Among its multiple provisions and exceptions, the Law specifies that healthcare services be at fair-market prices. The Affordable Care Act’s creation of ACOs with incentives that “pay-for-value” (and quality) over “pay-for-service” put these two laws squarely at odds. The CMS and OIG ultimately issued waivers for portions of the Physician Self-Referral Law as well as the Federal Anti-Kickback Statutes for ACO participants. However, the HHS observed that current “fraud and abuse laws may serve as an impediment to innovative programs that align providers by using financial incentives to achieve quality standards, generate cost savings and reduce waste.”
Protecting Healthcare Workers and the Public
While the OIG and the above-mentioned regulations are designed to ensure fair billing practices, combat fraud and protect patient health and rights, compliance protocols in place under OSHA, FEMA, and the DHS protect healthcare workers and the public.
The Occupational Safety and Health Administration (OSHA), created by the Occupational Safety and Health Act of 1970, within the U.S. Department of Labor sets and enforces workplace safety standards. This includes a multistep compliance process for protecting healthcare workers, covering everything from the handling of x-ray machines to protocols dealing with infectious agents and diseases in accordance with prevention control guidelines set by the Centers for Disease Control and Prevention (CDC).

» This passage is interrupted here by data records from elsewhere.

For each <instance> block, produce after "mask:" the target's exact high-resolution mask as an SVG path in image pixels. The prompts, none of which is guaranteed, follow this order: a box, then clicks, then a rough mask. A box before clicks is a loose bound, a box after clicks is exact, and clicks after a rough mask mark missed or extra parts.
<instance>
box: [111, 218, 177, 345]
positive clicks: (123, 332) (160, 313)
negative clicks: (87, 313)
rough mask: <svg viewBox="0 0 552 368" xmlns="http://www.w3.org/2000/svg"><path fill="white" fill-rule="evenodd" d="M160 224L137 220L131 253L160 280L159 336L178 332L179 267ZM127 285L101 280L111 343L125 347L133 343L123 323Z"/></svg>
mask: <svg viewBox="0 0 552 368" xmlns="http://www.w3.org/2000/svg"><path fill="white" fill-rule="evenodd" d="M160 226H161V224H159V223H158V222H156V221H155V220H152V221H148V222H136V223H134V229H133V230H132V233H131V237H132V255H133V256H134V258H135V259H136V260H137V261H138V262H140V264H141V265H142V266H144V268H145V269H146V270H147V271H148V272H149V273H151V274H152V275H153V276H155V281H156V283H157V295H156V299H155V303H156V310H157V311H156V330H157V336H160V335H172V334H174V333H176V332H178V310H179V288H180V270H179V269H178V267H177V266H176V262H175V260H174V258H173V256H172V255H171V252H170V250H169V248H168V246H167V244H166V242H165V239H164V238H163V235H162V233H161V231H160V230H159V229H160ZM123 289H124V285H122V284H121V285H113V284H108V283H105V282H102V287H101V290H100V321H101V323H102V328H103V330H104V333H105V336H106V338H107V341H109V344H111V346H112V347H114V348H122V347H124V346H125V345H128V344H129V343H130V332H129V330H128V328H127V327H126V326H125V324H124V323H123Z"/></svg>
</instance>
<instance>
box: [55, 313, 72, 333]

The National Incident Management System (NIMS), developed by the U.S. Department of Homeland Security (DHS) and managed by the Federal Emergency Management Agency (FEMA), sets a systematic approach for government, private sector, and nongovernmental organizations to work together in preparation, prevention and response to large-scale incidents (from epidemics to bioterrorism), with the HHS requiring healthcare organizations implement NIMS to remain eligible for preparedness funding.
Staying On Top of Regulations
In a fluid regulatory landscape, healthcare compliance will only grow more complex, and the need for qualified professionals to lead organizations through the regulatory minefield will grow more intense. Experience in public policy, law, loss prevention, and strategic management, coupled with an agile workstyle and innovative mindset, are some of the valuable knowledge bases, and skill sets expected in the role. A master’s degree in healthcare management, particularly with a focus on healthcare compliance, can help to provide the needed expertise and credentials for tomorrow’s successful compliance leaders.